My fingers weave a rug for my ancestors;
The ones who stole scraps from factory floors
In clock-faced brick mills in treeless towns.
Who heard meadow grasses whispering in golden snippets
Snatched up the blue-green lilt of bracken tracks in dusken hills
And, feeling the warmth of old stone in ochre swatches,
Wove them all in, so the children warmed their feet
And remembered that once they ran free.
My fingers weave a rug for my sisters;
Women who sing with buzzards and drum to the North.

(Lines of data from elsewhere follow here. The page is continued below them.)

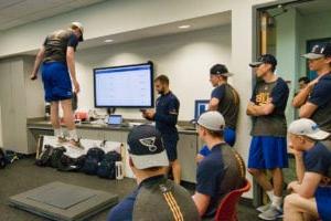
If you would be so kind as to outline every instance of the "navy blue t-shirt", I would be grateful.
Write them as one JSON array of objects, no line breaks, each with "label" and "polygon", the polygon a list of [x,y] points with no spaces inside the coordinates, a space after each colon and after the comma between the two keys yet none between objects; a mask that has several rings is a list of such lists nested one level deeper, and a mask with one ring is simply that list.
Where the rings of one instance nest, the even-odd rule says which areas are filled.
[{"label": "navy blue t-shirt", "polygon": [[308,102],[318,106],[311,115],[319,127],[323,130],[331,131],[331,73],[322,76],[313,87]]},{"label": "navy blue t-shirt", "polygon": [[154,120],[163,138],[178,139],[175,125],[178,122],[179,107],[180,102],[172,92],[158,97]]},{"label": "navy blue t-shirt", "polygon": [[331,141],[328,145],[317,143],[314,147],[305,151],[303,162],[306,171],[316,172],[324,177],[330,176],[331,169]]}]

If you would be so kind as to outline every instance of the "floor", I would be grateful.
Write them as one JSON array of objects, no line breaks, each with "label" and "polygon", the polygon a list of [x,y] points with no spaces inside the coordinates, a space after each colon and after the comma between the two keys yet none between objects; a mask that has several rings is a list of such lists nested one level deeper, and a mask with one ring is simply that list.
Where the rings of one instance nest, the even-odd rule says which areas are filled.
[{"label": "floor", "polygon": [[[0,170],[0,221],[45,221],[44,218],[9,207],[8,198],[55,180],[104,191],[111,191],[117,193],[120,199],[136,187],[134,179],[126,178],[121,181],[116,181],[100,179],[84,173],[60,172],[53,168],[34,166],[33,158],[20,159],[8,166],[6,169]],[[107,210],[103,211],[97,215],[92,217],[89,220],[105,221],[107,213]],[[243,204],[238,207],[238,218],[241,221],[259,220],[255,209]]]}]

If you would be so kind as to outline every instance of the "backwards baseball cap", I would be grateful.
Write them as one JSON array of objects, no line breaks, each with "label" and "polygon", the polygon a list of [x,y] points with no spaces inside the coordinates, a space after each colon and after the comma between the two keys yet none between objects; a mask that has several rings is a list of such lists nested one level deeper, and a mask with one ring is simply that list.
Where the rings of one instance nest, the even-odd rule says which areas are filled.
[{"label": "backwards baseball cap", "polygon": [[205,112],[200,115],[196,124],[212,131],[223,131],[225,127],[224,117],[220,112],[215,110]]},{"label": "backwards baseball cap", "polygon": [[83,27],[83,24],[81,22],[78,22],[78,21],[74,21],[74,22],[71,23],[71,28],[72,29],[73,28],[78,28],[79,31],[81,31],[81,33],[82,33],[82,35],[79,38],[79,41],[84,41],[84,39],[83,39],[83,34],[84,34],[84,27]]},{"label": "backwards baseball cap", "polygon": [[222,75],[222,76],[232,76],[233,73],[229,73],[227,67],[224,64],[215,64],[211,69],[211,74],[214,75]]},{"label": "backwards baseball cap", "polygon": [[161,134],[154,126],[140,125],[128,135],[128,151],[137,169],[168,167]]},{"label": "backwards baseball cap", "polygon": [[301,56],[310,60],[331,56],[331,43],[316,44],[309,53]]},{"label": "backwards baseball cap", "polygon": [[307,118],[292,122],[288,127],[288,131],[293,135],[307,136],[316,140],[327,139],[330,136],[328,131],[321,130],[313,120]]},{"label": "backwards baseball cap", "polygon": [[252,62],[249,66],[257,67],[261,64],[271,64],[275,67],[277,66],[277,60],[273,54],[263,54],[256,62]]}]

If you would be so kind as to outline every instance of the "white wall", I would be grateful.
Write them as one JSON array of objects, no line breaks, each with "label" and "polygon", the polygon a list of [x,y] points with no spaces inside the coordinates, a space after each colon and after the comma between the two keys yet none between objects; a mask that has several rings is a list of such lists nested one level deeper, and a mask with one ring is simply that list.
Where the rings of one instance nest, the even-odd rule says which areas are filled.
[{"label": "white wall", "polygon": [[[93,69],[153,61],[156,75],[166,74],[170,87],[181,102],[180,120],[194,117],[194,101],[210,98],[210,67],[228,65],[231,27],[217,27],[181,34],[147,39],[131,43],[106,45],[77,53],[81,82],[79,108],[94,107]],[[117,109],[126,118],[141,118],[136,109]]]}]

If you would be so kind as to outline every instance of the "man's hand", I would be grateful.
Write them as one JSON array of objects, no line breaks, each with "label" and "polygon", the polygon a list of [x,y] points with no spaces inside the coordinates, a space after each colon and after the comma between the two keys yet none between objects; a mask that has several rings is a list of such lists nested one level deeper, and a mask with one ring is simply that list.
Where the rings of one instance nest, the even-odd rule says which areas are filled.
[{"label": "man's hand", "polygon": [[152,119],[154,118],[156,112],[153,109],[147,109],[146,112],[142,113],[142,117],[146,119]]},{"label": "man's hand", "polygon": [[288,186],[287,186],[287,190],[288,191],[293,191],[295,187],[298,186],[299,182],[296,180],[296,181],[291,181]]},{"label": "man's hand", "polygon": [[36,75],[36,74],[31,74],[31,75],[30,75],[30,80],[31,80],[31,81],[34,81],[34,80],[36,80],[36,78],[38,78],[38,75]]},{"label": "man's hand", "polygon": [[76,94],[78,94],[79,92],[81,92],[81,86],[79,86],[79,83],[77,82],[77,81],[73,81],[73,83],[74,83],[74,92],[76,93]]}]

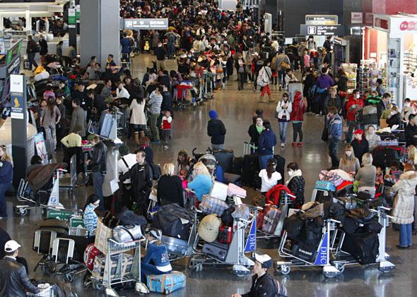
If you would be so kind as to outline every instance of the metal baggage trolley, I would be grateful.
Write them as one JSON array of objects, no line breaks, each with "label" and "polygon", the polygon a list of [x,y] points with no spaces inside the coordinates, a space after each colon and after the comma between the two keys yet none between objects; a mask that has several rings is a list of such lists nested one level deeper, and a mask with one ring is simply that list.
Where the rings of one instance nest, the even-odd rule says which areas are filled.
[{"label": "metal baggage trolley", "polygon": [[250,214],[248,220],[235,219],[233,222],[233,236],[228,246],[224,261],[204,254],[199,249],[199,236],[194,242],[195,255],[189,262],[189,267],[196,272],[201,272],[204,265],[232,266],[233,272],[237,277],[249,275],[249,267],[254,262],[247,257],[245,253],[254,253],[257,248],[257,207],[249,207]]}]

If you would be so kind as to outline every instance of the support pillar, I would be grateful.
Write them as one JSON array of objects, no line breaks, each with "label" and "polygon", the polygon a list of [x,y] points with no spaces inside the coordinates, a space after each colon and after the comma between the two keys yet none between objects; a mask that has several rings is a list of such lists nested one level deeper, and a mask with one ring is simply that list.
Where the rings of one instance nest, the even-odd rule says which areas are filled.
[{"label": "support pillar", "polygon": [[104,67],[107,55],[120,63],[119,0],[81,0],[80,52],[81,65],[92,56]]}]

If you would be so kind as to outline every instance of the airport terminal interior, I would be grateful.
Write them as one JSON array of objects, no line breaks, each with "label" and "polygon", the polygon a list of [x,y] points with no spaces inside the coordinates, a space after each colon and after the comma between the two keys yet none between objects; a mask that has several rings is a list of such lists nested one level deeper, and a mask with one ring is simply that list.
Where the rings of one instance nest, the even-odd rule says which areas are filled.
[{"label": "airport terminal interior", "polygon": [[0,1],[1,296],[414,296],[417,6],[293,2]]}]

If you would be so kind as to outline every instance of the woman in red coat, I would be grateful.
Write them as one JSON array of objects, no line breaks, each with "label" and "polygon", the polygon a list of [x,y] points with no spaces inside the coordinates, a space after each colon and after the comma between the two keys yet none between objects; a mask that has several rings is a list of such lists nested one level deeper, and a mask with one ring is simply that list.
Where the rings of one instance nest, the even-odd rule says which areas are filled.
[{"label": "woman in red coat", "polygon": [[[292,145],[296,147],[303,146],[303,121],[304,121],[304,113],[305,112],[305,104],[303,99],[303,93],[300,91],[295,92],[294,102],[293,102],[293,110],[290,114],[290,119],[293,122],[293,140]],[[300,137],[300,142],[297,143],[297,136]]]}]

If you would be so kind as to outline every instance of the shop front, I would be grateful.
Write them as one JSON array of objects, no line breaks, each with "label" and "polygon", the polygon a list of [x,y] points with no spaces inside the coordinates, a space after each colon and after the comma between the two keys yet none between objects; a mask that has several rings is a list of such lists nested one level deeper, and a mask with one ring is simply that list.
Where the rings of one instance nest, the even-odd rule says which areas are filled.
[{"label": "shop front", "polygon": [[375,90],[381,78],[400,108],[404,98],[417,100],[417,15],[374,15],[363,35],[360,88]]}]

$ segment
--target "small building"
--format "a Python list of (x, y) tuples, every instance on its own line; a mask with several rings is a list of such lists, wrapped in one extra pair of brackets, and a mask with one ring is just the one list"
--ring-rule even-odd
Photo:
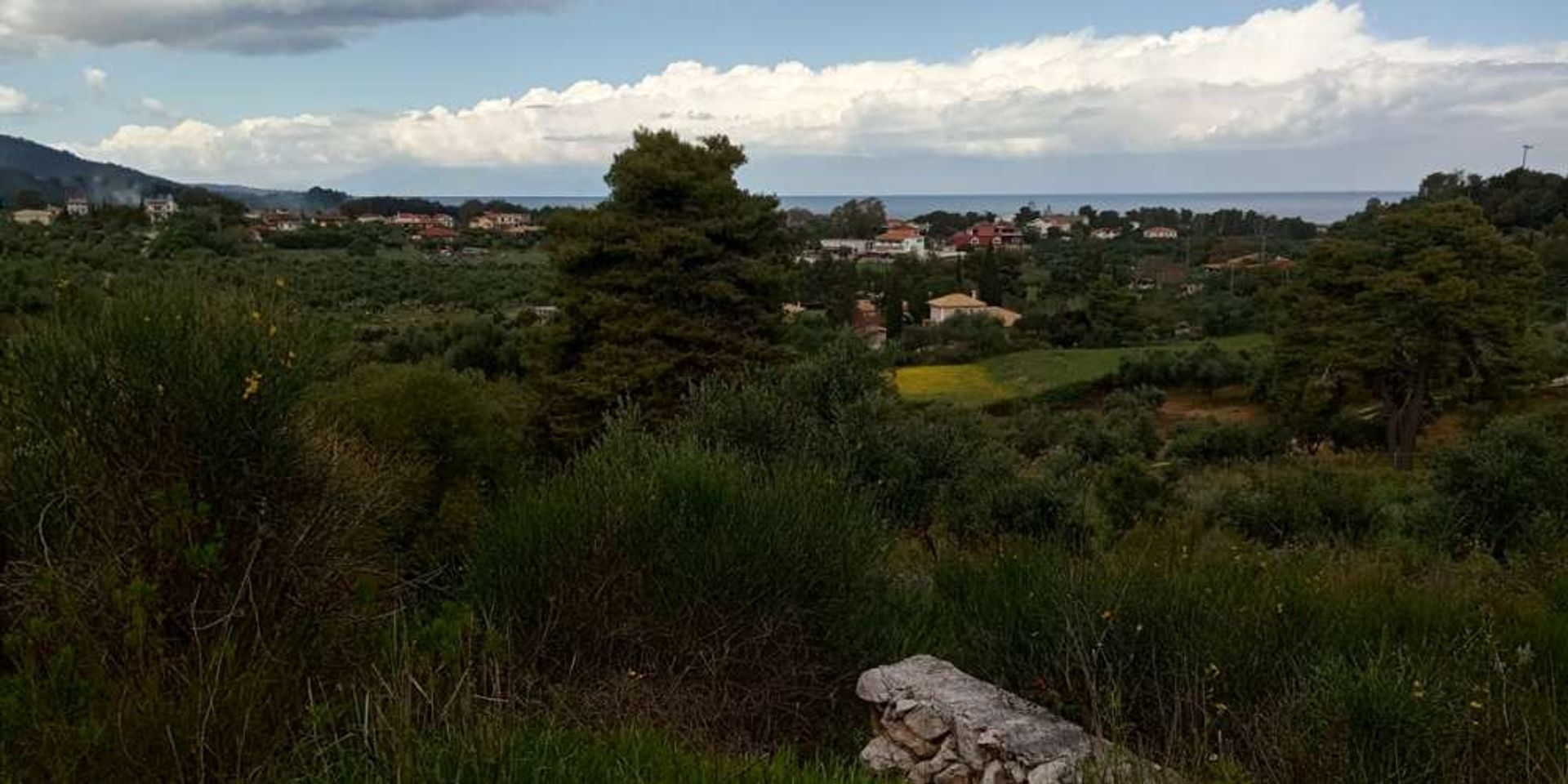
[(163, 223), (180, 212), (179, 202), (174, 196), (157, 196), (143, 202), (141, 209), (147, 213), (147, 220), (152, 223)]
[(978, 315), (983, 314), (988, 304), (980, 301), (971, 293), (950, 293), (938, 296), (925, 303), (931, 309), (931, 323), (939, 325), (955, 315)]
[(55, 223), (56, 210), (16, 210), (11, 213), (11, 220), (20, 224), (30, 226), (49, 226)]
[(450, 243), (458, 238), (458, 232), (445, 226), (425, 226), (419, 232), (419, 238), (431, 243)]
[(1024, 245), (1024, 232), (1007, 221), (977, 223), (966, 232), (952, 237), (953, 248), (960, 251), (980, 248), (1018, 248)]
[(1052, 229), (1062, 234), (1073, 234), (1074, 226), (1082, 226), (1085, 223), (1088, 223), (1088, 218), (1083, 215), (1046, 213), (1029, 221), (1025, 226), (1040, 232), (1041, 237), (1044, 237), (1051, 234)]
[(528, 215), (521, 212), (486, 212), (483, 215), (475, 215), (474, 220), (469, 221), (469, 229), (519, 232), (528, 229), (530, 223)]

Who travel out on dog sleds to ice floes where worlds end
To gather songs of snow and blood and bone, and
Carry them back, and gather us in, and sing them for us
By a hearth so warm and bright that the ice starts to thaw
And wilder melodies flow back in amidst the
Meltwater; the tears of homecoming.
My fingers weave a rug for my sisters and brothers;
Those who step into the flames, and use the
Kindling of their guilt to spark the flame of their innocence.
Who torch their shame on a bonfire of wild abandon
So fierce, that the inferno of expansion burns
All their fear away, so only love remains.
I weave them Waves of Bliss to remind them,
Reflecting their infinite waves.
My fingers shred the shirts my brothers wore
Through their night sweats, and slice up the
Cheap cotton of dying lakes and exhausted soils.
Untangle acid wools from mountain deserts,
And weave them all into a rug so strong,
And so soft, that it holds newly birthing worlds
While my voice and tender heart sing along
To all of our freedom songs.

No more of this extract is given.